My blood nourishes you
As the sunlight coming through my window
Here in another faroff land
Penetrates our eyes.
Laughing, breathless with joy
I hear my heart crack
And break from all moorings
As when a rock cliff splits
WIth the unending force
of wind and water.
And again I break away
From all I know of me
Flooded with these hot tears
Of molten love.
This is the summer I learned how to breathe. No, it’s the summer I learned to be breathed. Well, actually it’s the summer I discovered I AM breath.
I think that’s it.
It’s been a summer when the universe itself was breathing so deeply and so slowly that breath seemed suspended for longer and longer moments. The fire of breath spread and wafted here and there. Water went deeper and deeper into the essence of the breath until, dispersed so finely into the hidden molecules of breathing, there was no longer enough moisture for even mosquitoes to reproduce and thrive, despite the heat they love.
I chose a pretty challenging summer expedition even though it involved no planning, no added expense. I had only to remain at home and bear the heat. The trails were too hot and too filled with biting flies to go on pilgrimage through the woods and over the mountains. I worked from time to time in the garden in the cooler air of morning. There, my thoughts broke free and brought me news of all that our species is facing: the droughts, the floods, the hunger, the sorrow, the dying, the strain. I pulled the weeds and picked the beans to give us food. To feed our friends.
But my travels took me far into all that space that’s contained inside. I needed no ticket, paid for no accommodation. The fuel for the journey was the fuel of emotion, burning more purely than when I was young. It was often a hard road but the view was worth every bit of dust and bump and discomfort.
Towards the end of summer, having seen all that, I got into my old car and drove through the gorges and countryside, past Cathare castles and spreading vineyards to the shores of the Mediterranean Sea. There I joined my daughter, my granddaughters and my son-in-law who had , together, made a truly grueling journey of thousands of miles of flights, and lines and taxis and hotels. Like a miracle, we were there together, in each other’s physical presence, there where the watery breath of the planet washes back and forth , touching the body of the land, transforming it with each coming in and going out.

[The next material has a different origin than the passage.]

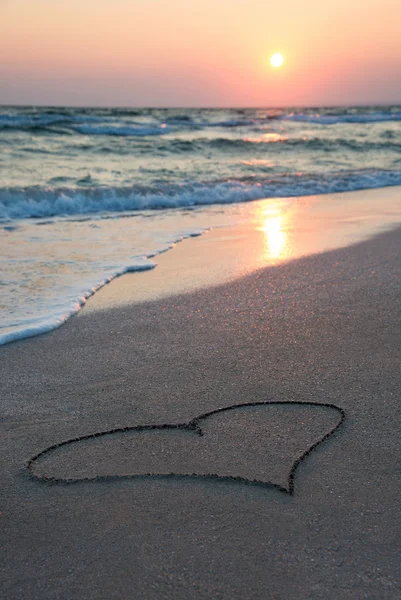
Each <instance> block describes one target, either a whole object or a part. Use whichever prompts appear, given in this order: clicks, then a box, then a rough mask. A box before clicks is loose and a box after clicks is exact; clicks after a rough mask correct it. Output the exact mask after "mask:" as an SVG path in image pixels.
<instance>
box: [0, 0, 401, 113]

There, by the incredible blue of the sea, I watched the emotions my life has engendered. I saw them plainly, heard them, smelled them, tasted them so poignantly in the way one’s experience of everything shifts when one travels. We bathed for hours in the glorious healing, huge water, riding the gentle waves. In those moments in an unfamiliar place, the beauties shine like gems, the lens of the soul breaks free and both the wide scope and the fine detail are somehow simultaneously in focus. Then later, I hugged my family goodbye in the sweaty marble streets of Montpellier, my breath breathing the enormous ache.
Now the season is changing. The heat has dried the leaves on the trees. There’s more zucchini to make into fritters or chutney or bread. There are apples in a box in the basement. The winter squash is coming on. A bit of rain here and there has given the grass a bit more green and will bring out the Cepes in the forrest. The last flowers of summer are fading, their stems beginning to brown, their green blood slowly withdrawing, back into the breath of the earth.
My body seems to barely exist. I think it was finally washed away by the pure, clear, warm salty waters of the sea, the same fluid where it was created, molecule by molecule. I know it’s still there with some sense I can’t name. I can feel its outlines when I try. There are things that prick and ache and itch, but it all seems to exist in the breath. I watch as emotions come and go, in all their colors, sometimes becoming huge without warning ike bursts of fireworks, expanding into the void forever and then fading away ever so imperceptibly, until each spark is finally extinguished and the moon returns to rule the night sky.
That’s where I went for my summer vacation. Now, as the air begins to finally cool, I sit at my desk in school to pay attention to what comes next. I wait for the rain and feel breath going out and coming in. I smell the sharp smell of pencil shavings. I hear the ticking of the classroom clock, the scraping of chairs. The new teacher is here.